Machine learning (ML), a subset of AI, has the capacity to address technical limitations that traditional diagnostic methods cannot. After training an ML model on a dataset, the model learns the patterns present in that data. Once trained, it can use those learned patterns to make predictions on unseen data.
This predictive power is especially useful for detecting patterns in complex medical data that are often difficult to identify by manually reviewing images or clinical assessments. In medicine, ML is increasingly used to accelerate research and improve diagnoses by physicians and clinical scientists.
Trigeminal neuralgia (TN) is a chronic facial pain condition affecting the trigeminal nerve. This nerve supplies sensory information from the face, and sends motor signals to the muscles that control chewing. Patients often describe the pain as ‘electric’ or ‘shock-like’, and it is so severe that patients struggle to find long-lasting relief. Even when surgery is a treatment option, predicting who will benefit from it and for how long is a major challenge for clinicians.
Led by second-year PhD student and post-doctoral fellow Dr. Timur H. Latypov, a 2025 study in Brain Communications investigated the application of ML techniques to detailed clinical and brain-imaging data to predict surgical outcomes for terminal neuralgia (TN). Currently, these decisions rely on clinical evaluation, such as the patient’s pain characteristics, TN attack frequency, triggers, and medication response.

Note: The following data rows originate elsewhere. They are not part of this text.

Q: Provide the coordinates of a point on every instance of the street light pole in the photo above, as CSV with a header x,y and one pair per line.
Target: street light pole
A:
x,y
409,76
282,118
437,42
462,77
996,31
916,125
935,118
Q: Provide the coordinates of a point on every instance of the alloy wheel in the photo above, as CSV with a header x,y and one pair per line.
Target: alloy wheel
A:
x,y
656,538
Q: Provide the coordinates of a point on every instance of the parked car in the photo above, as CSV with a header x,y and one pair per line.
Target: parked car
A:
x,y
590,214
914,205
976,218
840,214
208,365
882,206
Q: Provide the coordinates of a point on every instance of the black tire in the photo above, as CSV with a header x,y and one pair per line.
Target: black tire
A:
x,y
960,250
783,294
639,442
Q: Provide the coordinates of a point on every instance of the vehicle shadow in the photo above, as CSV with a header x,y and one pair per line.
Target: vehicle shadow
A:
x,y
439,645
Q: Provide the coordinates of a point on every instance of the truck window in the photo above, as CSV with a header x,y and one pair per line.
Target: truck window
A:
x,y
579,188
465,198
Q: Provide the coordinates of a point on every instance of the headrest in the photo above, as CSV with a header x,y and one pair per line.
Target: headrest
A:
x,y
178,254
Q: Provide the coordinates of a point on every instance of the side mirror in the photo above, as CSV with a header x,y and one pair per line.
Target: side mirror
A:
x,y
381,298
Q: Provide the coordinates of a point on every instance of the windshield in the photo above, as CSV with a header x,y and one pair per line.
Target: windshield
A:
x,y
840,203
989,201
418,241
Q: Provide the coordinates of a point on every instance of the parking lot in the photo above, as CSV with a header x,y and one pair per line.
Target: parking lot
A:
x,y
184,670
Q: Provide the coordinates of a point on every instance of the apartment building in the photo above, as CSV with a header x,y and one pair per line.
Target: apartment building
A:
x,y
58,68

Due to the wide variety in patient symptoms, standard clinical evaluation faces technical limitations in forecasting which patients will respond to surgery. Understanding how a patient’s clinical and imaging data relate to future surgical outcomes can bridge the gap between unpredictable patient responses and personalized treatment.
The research question was simple: can AI assist in anticipating post-surgical outcomes in TN more accurately than the current methods alone?
Building the model
The 2025 study used a combination of ML techniques to determine whether patterns in patients’ pain characteristics and brain imaging data could predict how long surgical interventions for TN would remain effective post-surgery.
The researchers used two ML approaches to identify predictors of how long treatment would remain effective: unsupervised learning and supervised learning, which are trained on unlabelled and labelled data, respectively. Researchers collected clinical data, including pain characteristics and medical history, prior to the patients undergoing one of several common surgical interventions for patients with TN.
In unsupervised learning, researchers reduced complex patient data into its crucial components so that key patterns become easier to see.
The supervised learning approach measured the volume, thickness, and surface area of the brain from MRI scans, along with a multiclass support vector machine (SVM) classifier. An SVM is a supervised ML model that separates patients into categories, allowing for the algorithm to predict which surgical outcome group each patient is more likely to fall into.
Takeaways from the model
Several pain characteristics emerged as both positive and negative predictors for how effective surgery is likely to be for TN. These traits include how often pain attacks occur, whether the pain is shock-like and brief but intense, or spontaneous and longer but dull, and whether medications provide relief before surgery.
MRI scans revealed that patients who responded well to surgery showed reduced thickness in pain-processing brain regions such as the left insula and frontal cortex. They also had increased thickness in pain-modulation areas like the dorsal cingulate cortex, and demonstrated distinct structural patterns in the posterior cingulate and pericallosal cortex. Together, these differences helped inform the model’s predictions.
Various statistical measures help determine the reliability of the study. MRI data alone allowed the algorithm to predict a patient’s surgical outcome category with about 78 per cent accuracy — considered reasonable for an ML model. The study’s success shows that MRI data-based machine learning could reasonably predict trigeminal neuralgia surgical outcomes.
If clinicians can reliably identify patients unlikely to benefit from surgery, they can spare them from invasive interventions and prioritize surgery for patients who stand to gain the most benefit. These findings move closer towards a future where surgical decisions can be guided by data rather than uncertainty. This study shows that clinicians can use ML tools, which are trained on traditional clinical judgment, to uncover hidden patterns that might predict surgical success more accurately.
This model is just one example of how AI is introducing new ways of approaching clinical problems that were once considered technically or diagnostically out of reach.